16 November 2018
Jesse’s Hereford Times Column: Remembrance Sunday

Last Sunday, alongside the Lord Lieutenant, the Mayor of Hereford, civic dignitaries and thousands of local people, I stood in St Peter's Square to lay a wreath and pay my respects to the fallen on Remembrance Sunday. I lost my own grandfather in the Second World War, and it was, as always, a very deeply moving moment.

Except that this Sunday was unlike any other. It was the Centenary anniversary of the end of the Great War. It was thus a moment to reflect on the whole awful passage of a war unlike any other in history. 

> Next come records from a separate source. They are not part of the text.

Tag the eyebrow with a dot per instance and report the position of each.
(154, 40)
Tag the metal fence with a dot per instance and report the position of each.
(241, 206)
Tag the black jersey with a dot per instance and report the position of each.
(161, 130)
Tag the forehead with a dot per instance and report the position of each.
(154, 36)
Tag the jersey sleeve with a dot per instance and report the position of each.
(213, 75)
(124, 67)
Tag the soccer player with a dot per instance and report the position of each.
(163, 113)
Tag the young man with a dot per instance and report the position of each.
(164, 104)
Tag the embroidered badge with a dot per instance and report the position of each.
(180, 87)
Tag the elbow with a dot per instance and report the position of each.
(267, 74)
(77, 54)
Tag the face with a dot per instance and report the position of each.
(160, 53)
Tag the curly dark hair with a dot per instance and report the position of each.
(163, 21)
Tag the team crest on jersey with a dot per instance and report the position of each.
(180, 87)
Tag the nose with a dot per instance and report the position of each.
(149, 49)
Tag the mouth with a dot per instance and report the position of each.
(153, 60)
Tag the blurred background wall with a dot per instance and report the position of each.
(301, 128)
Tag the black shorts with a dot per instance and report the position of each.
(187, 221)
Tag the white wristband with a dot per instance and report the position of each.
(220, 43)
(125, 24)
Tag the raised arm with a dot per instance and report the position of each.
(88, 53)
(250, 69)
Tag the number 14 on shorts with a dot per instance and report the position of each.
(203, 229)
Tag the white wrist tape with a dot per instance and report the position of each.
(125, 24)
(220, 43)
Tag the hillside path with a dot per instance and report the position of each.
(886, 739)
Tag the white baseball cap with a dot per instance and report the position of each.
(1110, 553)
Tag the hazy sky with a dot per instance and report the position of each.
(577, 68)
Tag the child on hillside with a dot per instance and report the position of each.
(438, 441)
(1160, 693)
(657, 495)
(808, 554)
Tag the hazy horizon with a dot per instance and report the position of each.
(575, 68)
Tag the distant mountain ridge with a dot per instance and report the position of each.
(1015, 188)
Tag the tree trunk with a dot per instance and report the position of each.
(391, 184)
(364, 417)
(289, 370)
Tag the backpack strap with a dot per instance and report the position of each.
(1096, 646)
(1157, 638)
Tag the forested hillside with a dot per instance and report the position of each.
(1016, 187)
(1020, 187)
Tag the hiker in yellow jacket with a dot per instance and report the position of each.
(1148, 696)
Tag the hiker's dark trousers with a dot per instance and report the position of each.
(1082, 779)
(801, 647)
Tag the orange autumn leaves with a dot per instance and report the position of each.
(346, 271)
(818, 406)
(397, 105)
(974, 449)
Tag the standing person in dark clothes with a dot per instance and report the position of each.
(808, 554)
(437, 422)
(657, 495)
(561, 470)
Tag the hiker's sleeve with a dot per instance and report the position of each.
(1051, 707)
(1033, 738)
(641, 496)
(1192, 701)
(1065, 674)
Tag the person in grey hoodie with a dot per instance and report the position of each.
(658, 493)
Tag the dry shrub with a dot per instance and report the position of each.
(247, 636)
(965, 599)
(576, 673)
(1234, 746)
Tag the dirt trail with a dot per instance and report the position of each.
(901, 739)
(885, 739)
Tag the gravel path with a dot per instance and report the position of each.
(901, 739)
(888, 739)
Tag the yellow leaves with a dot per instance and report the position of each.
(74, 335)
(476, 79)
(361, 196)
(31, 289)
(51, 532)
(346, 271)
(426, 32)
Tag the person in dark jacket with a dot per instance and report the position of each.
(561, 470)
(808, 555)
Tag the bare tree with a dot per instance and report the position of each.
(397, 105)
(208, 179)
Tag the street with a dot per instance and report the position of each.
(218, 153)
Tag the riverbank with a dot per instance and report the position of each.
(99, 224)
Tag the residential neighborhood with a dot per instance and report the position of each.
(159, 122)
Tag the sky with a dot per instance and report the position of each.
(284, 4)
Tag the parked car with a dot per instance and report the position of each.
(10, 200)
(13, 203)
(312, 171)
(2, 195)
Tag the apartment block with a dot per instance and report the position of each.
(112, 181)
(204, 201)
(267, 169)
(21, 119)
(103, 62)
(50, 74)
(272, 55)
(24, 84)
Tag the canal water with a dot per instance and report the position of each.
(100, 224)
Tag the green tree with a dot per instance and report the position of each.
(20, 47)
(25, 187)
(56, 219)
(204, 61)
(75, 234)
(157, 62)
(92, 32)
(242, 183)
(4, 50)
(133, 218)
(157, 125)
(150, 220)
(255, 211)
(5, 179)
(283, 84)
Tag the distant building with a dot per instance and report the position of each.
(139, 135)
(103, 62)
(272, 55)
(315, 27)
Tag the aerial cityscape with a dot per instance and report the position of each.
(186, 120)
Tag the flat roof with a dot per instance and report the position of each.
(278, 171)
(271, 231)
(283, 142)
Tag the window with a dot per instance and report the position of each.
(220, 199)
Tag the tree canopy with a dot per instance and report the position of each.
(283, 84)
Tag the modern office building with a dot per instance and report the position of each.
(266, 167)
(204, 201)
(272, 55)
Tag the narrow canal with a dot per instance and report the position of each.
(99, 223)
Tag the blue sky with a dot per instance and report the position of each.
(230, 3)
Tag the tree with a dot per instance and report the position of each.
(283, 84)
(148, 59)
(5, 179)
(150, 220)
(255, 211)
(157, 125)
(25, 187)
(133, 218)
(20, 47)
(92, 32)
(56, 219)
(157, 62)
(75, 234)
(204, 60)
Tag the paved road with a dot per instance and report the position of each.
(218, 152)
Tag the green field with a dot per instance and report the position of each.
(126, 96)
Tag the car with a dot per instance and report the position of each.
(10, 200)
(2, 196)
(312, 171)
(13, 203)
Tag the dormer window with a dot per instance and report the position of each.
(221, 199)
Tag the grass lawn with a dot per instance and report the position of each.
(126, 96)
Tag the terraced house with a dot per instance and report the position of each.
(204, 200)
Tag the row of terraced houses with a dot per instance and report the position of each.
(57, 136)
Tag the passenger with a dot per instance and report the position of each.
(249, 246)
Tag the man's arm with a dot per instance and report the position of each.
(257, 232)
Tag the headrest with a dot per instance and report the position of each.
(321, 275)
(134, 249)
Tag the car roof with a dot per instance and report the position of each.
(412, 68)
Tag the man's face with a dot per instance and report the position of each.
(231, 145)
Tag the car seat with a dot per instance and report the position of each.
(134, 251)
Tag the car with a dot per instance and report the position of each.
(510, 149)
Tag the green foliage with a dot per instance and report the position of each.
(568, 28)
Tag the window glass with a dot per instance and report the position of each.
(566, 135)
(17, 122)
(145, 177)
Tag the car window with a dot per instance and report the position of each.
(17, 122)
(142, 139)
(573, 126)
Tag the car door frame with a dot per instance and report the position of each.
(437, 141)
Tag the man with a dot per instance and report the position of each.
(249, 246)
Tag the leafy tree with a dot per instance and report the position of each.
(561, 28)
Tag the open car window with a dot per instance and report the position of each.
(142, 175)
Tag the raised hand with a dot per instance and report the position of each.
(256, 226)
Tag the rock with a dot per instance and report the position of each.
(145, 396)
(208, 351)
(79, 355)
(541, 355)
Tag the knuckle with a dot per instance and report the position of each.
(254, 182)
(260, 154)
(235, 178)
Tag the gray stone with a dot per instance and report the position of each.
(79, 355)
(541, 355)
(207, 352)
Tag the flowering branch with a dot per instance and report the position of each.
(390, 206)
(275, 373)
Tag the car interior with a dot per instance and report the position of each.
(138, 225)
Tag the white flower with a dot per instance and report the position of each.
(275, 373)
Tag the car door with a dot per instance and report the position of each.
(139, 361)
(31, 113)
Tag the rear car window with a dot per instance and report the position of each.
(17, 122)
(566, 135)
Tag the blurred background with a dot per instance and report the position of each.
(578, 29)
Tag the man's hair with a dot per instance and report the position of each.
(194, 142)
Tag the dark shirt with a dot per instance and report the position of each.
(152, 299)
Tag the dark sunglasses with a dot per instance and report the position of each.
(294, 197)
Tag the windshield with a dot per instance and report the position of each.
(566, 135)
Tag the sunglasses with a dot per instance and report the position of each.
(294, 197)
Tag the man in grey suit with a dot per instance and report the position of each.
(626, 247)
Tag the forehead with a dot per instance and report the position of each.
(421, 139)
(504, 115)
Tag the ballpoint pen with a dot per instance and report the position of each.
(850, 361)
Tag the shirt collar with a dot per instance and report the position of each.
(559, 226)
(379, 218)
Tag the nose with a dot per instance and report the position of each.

To reflect on the valour and courage and hardship of those who fought, and those they left at home to sustain families and communities and the war effort itself. And to reflect on the horrors of war itself, and on the high ideals with which people fought:  of loyalty to friends, of duty to one's country, of the importance of preserving human freedom and justice and an open and democratic way of life.

Throughout this year Hereford Cathedral has played a special role in leading the commemoration.  Earlier this year, the Cathedral brilliant hosted the Weeping Window display of poppies. The installation of several thousand handmade poppies cascading down the Cathedral walls brought thousands of visitors to the City, but most importantly it was itself an astonishing, and astonishingly beautiful, act of tribute and remembrance.

In September, a new statue was unveiled at the Old Market of soldier Allan Leonard Lewis, the only Herefordshire-born recipient of the Victoria Cross. A matching memorial plaque can be found in the Cathedral, which is now displayed among plaques for those in the Herefordshire Regiment who fought and died in Egypt, Gallipoli, Palestine and France, and one to Hereford Cathedral School students and staff who lost their lives.

In the week leading up to Sunday, the names of Herefordshire’s 3,213 fallen were read out aloud in the Cathedral. Five hundred or so names were read each day by family representatives of those who died, were injured or who served during the First World War. This was not only a touching tribute to those who fought and died, but also to ensure their service will never be forgotten.